Within the spiraling voices and narrative layers of Insurrecto are stories of women -- artists, lovers, revolutionaries, daughters -- finding their way to their own truths and histories. Using interlocking voices and a kaleidoscopic structure, the novel is startlingly innovative, meditative, and playful.  Insurrecto masterfully questions and twists narrative in the manner of Italo Calvino's If on a Winter's Night a Traveler, Julio Cortazar's Hopscotch, and Nabakov's Pale Fire.  Apostol pushes up against the limits of fiction in order to recover the atrocity of Balangiga, and in so doing, she shows us the dark heart of an untold and forgotten war that would shape the next century of Philippine and American history.

My review:
I confess that I was drawn to this book after hearing Gina Apostol speak at an author's event.  Insurrecto is an unusual novel because of the topics it covers, the characters Apostol creates and the novel's setting.  I enjoyed reading and learning about the Philippine American Insurrection (which is viewed as the war for Philippine Independence in the Philippines).  Insurrecto teaches details of the war that weren't covered in the history classes that I'd taken - we learn more about the actual brutality of the war, the ways that the US took to holding its first colonies and the water torture used against the Philippine rebels.  These details of colonial period,  the conquest, and the indiscriminate massacre of the local villagers was fascinating to me.   Apostol covered this setting and topics without any data dumps or excess of information - she does it with a soft, deft touch.

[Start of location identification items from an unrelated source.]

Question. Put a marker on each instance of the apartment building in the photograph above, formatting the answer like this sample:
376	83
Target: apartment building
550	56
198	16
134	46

The main characters of the wealthy, glamorous American filmmaker and the cosmopolitan/anthropologist like Filipino American translator are vividly created and their respective creations in their scripts are also fleshed out.  Apostol gives us complicated characters with wit and inside jokes that frequent visitors to New York and Metro Manila will appreciate.  Unfortunately, I did not find either these two leading women simpatico and instead was exasperated by their quirks and pretensions. The cultural criticism and anthropologist's view makes the book stand out but I wish that Chiara was more likable rather than memorable.

About the Author:
Gina Apostol is the PEN Open Book Award-winning author of Gun Dealer's Daughter, as well as a two-time winner of the National Book Award in the Philippines for novels Biblioplepsy and The Revolution According to Raymundo Mata.  Her short stories have appeared in various anthologies and journals including The Gettysburg Review; the Penguin anthology of Asian American fiction, Charlie Chan is Dead, Volume 2; and the Feminist Press Anthology Go Home!